Il deepfake, nell'immaginario più comune e purtroppo più frequente, nasce dentro dinamiche precise di controllo e sul bisogno di umiliare pubblicamente un corpo (spesso femminile) che non si è piegato a un desiderio o a un'aspettativa. È lo schema che conosciamo, quello in cui la tecnologia offre alla violenza di genere una potenza di diffusione e una capacità di persuasione visiva mai avute prima. Ricciotti ribalta radicalmente questo schema. Vincenzo, il "ragazzo perfetto" si trova a dover mettere in discussione la veridicità di un video che lo ritrae mentre compie un atto di violenza. Il dispositivo del dubbio, qui, non serve più ad accusare, ma a difendersi, è il presunto colpevole a dover dimostrare che l'immagine mente, ribaltando il rapporto di forza tipico di questi casi in cui solitamente è la vittima a dover provare che il video è falso e a scontrarsi con l'incredulità di chi le sta intorno.

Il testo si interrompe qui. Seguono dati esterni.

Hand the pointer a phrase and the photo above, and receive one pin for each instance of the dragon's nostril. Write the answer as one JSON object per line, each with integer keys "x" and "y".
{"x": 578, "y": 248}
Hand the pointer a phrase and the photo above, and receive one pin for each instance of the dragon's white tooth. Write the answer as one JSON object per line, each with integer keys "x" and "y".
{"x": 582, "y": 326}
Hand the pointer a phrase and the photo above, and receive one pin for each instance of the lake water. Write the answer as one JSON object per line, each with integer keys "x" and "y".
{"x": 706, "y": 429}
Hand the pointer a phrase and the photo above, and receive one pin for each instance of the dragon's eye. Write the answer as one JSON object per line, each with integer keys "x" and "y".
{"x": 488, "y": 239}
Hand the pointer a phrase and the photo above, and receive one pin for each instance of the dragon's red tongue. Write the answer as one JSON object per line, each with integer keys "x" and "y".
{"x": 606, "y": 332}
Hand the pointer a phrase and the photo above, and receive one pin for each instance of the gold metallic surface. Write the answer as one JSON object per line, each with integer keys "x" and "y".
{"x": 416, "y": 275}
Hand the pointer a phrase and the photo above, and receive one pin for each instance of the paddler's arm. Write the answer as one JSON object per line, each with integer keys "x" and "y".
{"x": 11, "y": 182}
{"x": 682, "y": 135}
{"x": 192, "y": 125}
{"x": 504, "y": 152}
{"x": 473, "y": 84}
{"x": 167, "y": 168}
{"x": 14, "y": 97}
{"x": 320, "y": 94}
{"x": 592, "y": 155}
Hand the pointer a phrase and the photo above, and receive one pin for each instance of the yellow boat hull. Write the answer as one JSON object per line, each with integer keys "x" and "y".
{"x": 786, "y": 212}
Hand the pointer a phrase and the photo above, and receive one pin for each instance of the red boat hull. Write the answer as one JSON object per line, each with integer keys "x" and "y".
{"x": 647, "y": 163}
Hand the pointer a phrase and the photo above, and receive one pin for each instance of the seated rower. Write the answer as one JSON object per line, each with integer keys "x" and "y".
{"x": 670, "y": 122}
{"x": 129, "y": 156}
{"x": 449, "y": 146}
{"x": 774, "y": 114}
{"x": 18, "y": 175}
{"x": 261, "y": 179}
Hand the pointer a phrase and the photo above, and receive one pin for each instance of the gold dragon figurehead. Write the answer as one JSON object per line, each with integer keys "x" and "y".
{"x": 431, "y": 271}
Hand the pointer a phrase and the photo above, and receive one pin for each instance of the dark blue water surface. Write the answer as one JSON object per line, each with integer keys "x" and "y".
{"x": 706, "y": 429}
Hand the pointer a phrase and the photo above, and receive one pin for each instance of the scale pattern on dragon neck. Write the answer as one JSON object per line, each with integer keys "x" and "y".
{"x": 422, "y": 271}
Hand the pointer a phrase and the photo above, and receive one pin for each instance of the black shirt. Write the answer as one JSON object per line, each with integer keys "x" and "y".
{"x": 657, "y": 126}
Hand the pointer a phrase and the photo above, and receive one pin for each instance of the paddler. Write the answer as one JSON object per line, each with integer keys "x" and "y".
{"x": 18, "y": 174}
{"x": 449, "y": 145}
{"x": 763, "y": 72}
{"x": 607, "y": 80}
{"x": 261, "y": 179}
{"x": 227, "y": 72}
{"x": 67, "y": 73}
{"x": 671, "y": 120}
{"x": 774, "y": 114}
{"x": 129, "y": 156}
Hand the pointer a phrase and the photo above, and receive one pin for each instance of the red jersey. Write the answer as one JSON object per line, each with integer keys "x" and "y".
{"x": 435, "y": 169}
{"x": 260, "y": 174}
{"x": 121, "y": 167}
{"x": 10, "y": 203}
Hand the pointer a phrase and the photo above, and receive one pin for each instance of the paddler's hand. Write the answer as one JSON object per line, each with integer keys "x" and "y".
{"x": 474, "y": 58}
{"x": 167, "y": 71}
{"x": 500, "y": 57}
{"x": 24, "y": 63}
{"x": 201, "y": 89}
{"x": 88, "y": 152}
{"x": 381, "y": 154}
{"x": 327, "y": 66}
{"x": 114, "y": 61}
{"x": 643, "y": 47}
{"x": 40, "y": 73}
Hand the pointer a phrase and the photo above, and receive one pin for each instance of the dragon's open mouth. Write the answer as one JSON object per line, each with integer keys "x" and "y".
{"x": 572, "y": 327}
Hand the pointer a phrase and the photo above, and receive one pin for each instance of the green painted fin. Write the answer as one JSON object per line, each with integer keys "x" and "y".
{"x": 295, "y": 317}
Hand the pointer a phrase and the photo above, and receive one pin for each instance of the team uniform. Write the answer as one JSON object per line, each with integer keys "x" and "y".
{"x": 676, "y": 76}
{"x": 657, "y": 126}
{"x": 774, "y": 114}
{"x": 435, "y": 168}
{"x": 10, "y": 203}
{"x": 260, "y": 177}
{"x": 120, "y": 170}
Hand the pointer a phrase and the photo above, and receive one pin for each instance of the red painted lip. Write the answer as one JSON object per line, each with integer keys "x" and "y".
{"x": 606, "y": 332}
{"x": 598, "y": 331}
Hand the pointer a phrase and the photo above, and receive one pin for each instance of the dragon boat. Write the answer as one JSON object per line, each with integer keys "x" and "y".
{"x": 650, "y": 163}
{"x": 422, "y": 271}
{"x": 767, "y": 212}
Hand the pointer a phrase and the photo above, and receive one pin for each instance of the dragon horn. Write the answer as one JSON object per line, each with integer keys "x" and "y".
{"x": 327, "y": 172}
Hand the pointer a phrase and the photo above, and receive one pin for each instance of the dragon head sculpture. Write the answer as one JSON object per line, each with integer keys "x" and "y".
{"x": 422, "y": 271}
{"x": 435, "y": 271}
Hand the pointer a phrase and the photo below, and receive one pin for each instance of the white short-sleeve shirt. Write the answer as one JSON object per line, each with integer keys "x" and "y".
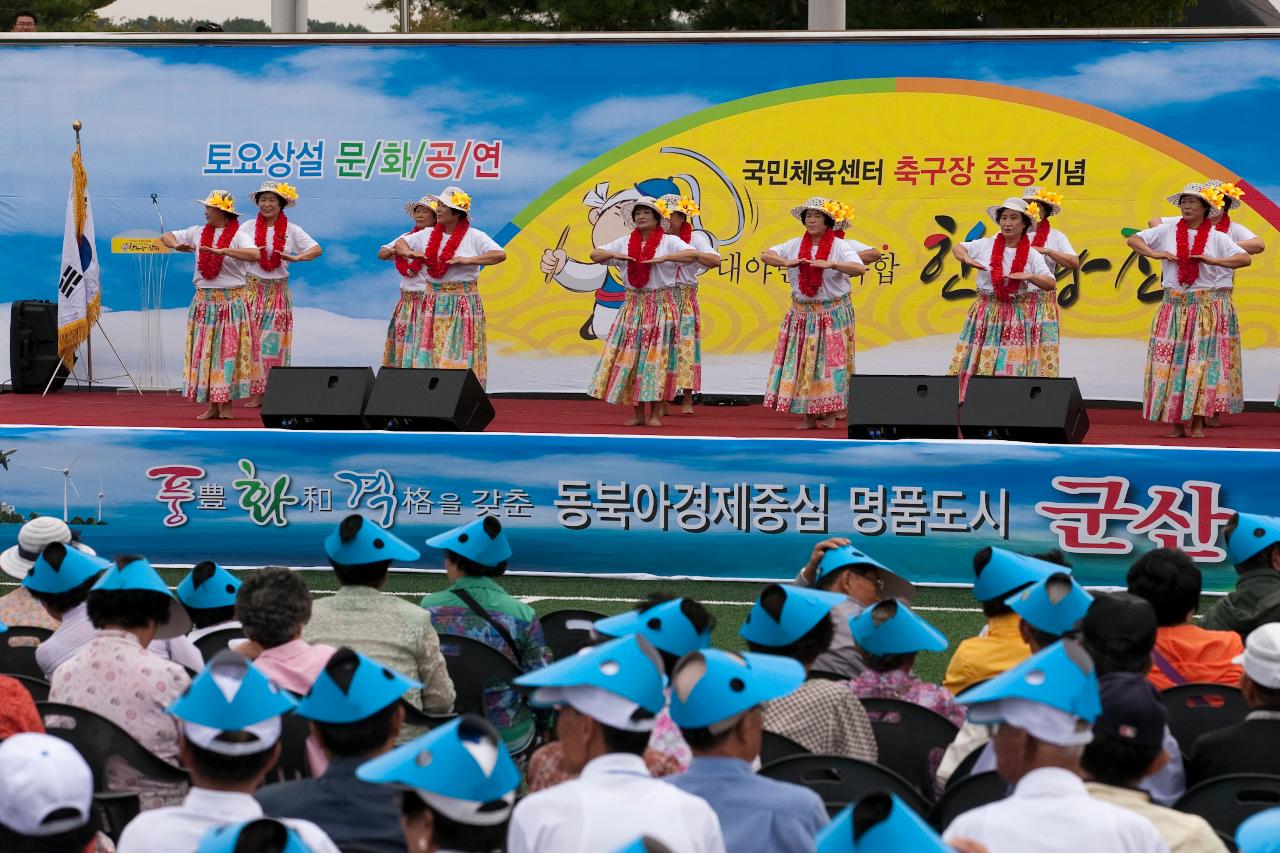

Il deepfake, da arma offensiva diventa quindi un possibile scudo, aprendo un cortocircuito etico e percettivo molto più complesso. Se un video può essere falsificato per accusare ingiustamente, può altrettanto essere invocato come falso per accusare?
Se il sospetto sulla veridicità di un'immagine può diventare esso stesso uno strumento di manipolazione allora la sola alfabetizzazione al non fidarsi di ciò che si vede non basta più, anzi rischia di ritorcersi contro le vittime reali. Serve una regolamentazione delle piattaforme e delle aziende tech che renda tracciabile l'origine dei contenuti, con obblighi di trasparenza sugli strumenti di generazione, cosicché il dubbio non resti un'arma retorica affidata a chi la sa usare meglio, ma trovi un riscontro verificabile. Senza strumenti tecnici di autenticazione condivisi, la parola di chi ha più credibilità sociale finisce sempre per prevalere sulla parola di chi ha meno voce. Qui la formazione a scuola diventa pertanto insostituibile come educazione a un pensiero critico più sofisticato per capire che un video può mentire, ma anche che la messa in dubbio di un video può essere a sua volta uno strumento di potere. È una competenza che richiede tempo, continuità e professionisti capaci di accompagnare i ragazzi dentro queste ambiguità, non bastano campagne informative isolate. Solo un percorso strutturato di educazione digitale e affettiva può insegnare a leggere non solo le immagini, ma anche le strategie retoriche di chi le manipola o le mette in discussione per convenienza. Il film ci ricorda inoltre che la violenza di genere non si combatte solo riconoscendo i suoi segnali più evidenti, ma imparando a diffidare anche di chi, per posizione, fascino o consenso sociale, sembra il meno sospettabile.